幻の“ヤナギバハナアジサイ(新称)Hydrangea kwangsiensis”探索記/広西壮族自治区広西壮族自治区融水苗族自治県九万大山注洞郷①
2011.7.5
予定していたJRの成田空港行き特急が、“節電”のためとかで運休、京成のスカイライナーに振り替えて、成田空港PM5:58着。PM6:50発のDELTA便に危く乗り損ねるところだったのだけれど、滑り込みで間に会いました。カメラを質から出し、先月分の家賃を振り込んで、残り財産は8000円です。幾らなんでも、次の年金支給日の8月15日まで、事足りるわけがありません。でも1カ月有効の往復チケットの期限が今日までなので、ともかく中国に戻るチャンスは今日しかないのです。この8000円を使って香港空港で寝泊まりし(インターネットがスムーズに使えます)、日本のあちこちと交渉して、資金を調達するほかない。ところが何と!その虎の子の8000円を京成日暮里駅構内の公衆電話に置き忘れてしまった!1時間前には到着が難しい旨をDELTAのチェックインカウンターとやり取りするのに必死で、電車賃のお釣りで手に持ったままの8枚のお札を電話機の上に置いたままにしてしまったのです。

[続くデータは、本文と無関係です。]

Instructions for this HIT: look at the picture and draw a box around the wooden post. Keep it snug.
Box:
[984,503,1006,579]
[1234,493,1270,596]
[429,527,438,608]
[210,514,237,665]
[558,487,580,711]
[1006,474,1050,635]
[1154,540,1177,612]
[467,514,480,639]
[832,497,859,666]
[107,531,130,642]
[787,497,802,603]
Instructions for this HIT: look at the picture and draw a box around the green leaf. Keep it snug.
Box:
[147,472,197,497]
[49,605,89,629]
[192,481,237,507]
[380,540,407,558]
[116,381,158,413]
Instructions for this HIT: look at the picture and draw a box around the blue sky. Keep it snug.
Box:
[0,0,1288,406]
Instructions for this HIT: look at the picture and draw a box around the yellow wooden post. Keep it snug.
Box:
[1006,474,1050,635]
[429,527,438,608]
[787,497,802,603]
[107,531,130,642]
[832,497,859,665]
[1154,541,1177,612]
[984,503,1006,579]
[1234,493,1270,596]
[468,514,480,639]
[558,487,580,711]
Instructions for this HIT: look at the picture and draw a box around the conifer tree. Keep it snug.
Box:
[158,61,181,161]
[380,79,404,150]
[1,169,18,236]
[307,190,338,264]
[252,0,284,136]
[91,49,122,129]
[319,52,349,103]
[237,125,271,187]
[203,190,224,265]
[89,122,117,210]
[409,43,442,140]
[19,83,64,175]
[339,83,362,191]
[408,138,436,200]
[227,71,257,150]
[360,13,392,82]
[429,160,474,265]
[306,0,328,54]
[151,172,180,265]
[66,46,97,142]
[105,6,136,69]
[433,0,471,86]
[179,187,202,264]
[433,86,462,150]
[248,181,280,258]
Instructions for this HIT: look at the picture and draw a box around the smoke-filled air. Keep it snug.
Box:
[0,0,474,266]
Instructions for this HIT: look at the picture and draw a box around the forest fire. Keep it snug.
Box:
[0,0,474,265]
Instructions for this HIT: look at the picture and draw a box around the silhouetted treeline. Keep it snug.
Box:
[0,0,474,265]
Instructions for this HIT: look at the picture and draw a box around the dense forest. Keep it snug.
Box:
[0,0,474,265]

香港空港着PM10:00。むろん空港内で宿泊。でも日本のあちこちとメールでの交渉をしなくてはならないので、一睡も出来ない。出発前に、Aさん、Mさん、Kさんに幾許かの借金を申し入れ、それで質からカメラを出して(1万5000円)先月の家賃(3万5000円)を支払うことが出来たわけだけれど、あやこさんを含め、皆僕とは仕事上の繋がりは全く無い、いわば唯の知人に過ぎません。その(僕に対して何の義理もない)方たちが、僕の厚かましいお願いを聞きいれて下さり(金額の多少はともかく)助けてくれているのに、仕事関係の繋がりのある、要望に応じて写真や文章や情報を数多く提供している幾つかの企業やメディアや研究施設は、(未だ手にしていない)見返り報酬の打診をしてもウンともスンとも返事が無い。
なかには、こんな酷い例もあります。以前(その企業の一職員に対して)個人的に使用を許可してあった写真原版のうち、10数枚が営業用にネットで販売(顧客への贈呈?)されているのを見付けたので、いまさら使用料を請求するのもどうかと思い、(無断使用には目をつぶって)新たなルートが構築出来ればと、連絡を取って見ることにしました。一応大歓迎されたので、窮状を訴えるとともに、今後の写真提供に関わる交渉をメール送信したところ、次のような返事が。「大震災の被災者への援助金に回さねばならないので、資金的な余裕が無い」。それで「僕も被災者同様に日本の一市民です、かつ写真販売を生業としています、使用された写真の報酬を頂く当然の権利があると思っています、写真単価の金額には拘りませんのでそちらの判断で相当する使用料を納めて頂きたい」。と再メールを送ったところ、返事はなしのつぶて(苦笑)。
こんなことは、いつものことなのです。(それまで全く関わりのなかった)企業や大学などから、様々な情報や写真の提供を求められたり、講義講演のお願いをされたりするのですが、それに応じて相応の条件や報酬を要求すると、謝絶されてしまう。情報や写真はすでに提供しているわけですから、詐欺だとしか言いようがありません。
そしてしばしば(前にも一度記しましたが)こんなことを言われます。「もっとお金に恬淡としていると思った」「あなたが報酬を要求してはいけない」等々。どうしてこう甘く見られるのでしょうか? 出発前にジン君と食事をした際、彼に言われたのですが、今の日本では“所属”が明確でなければ、仕事としての交渉が成立しないのではないだろうか。言い換えれば、自分の“立場”を明確に相手に伝えること。僕の場合、正規の研究者でも無ければ、いわゆるマニア・愛好家でもない。
何らかの母体に所属しているわけでもない。今の日本の社会の中では甘く見られて当然なのかも知れません。ジン君が僕のことを友達に紹介するとき、「現代の南方熊楠です」と言ってくれるのは(身に余る光栄で)凄く嬉しいのです。でも実際問題、それに甘んじているわけには行きません。
そのうちに、大学とか、研究施設とかからの、理不尽な要求などを集めた、「コラム集」を披露しようかと思っています。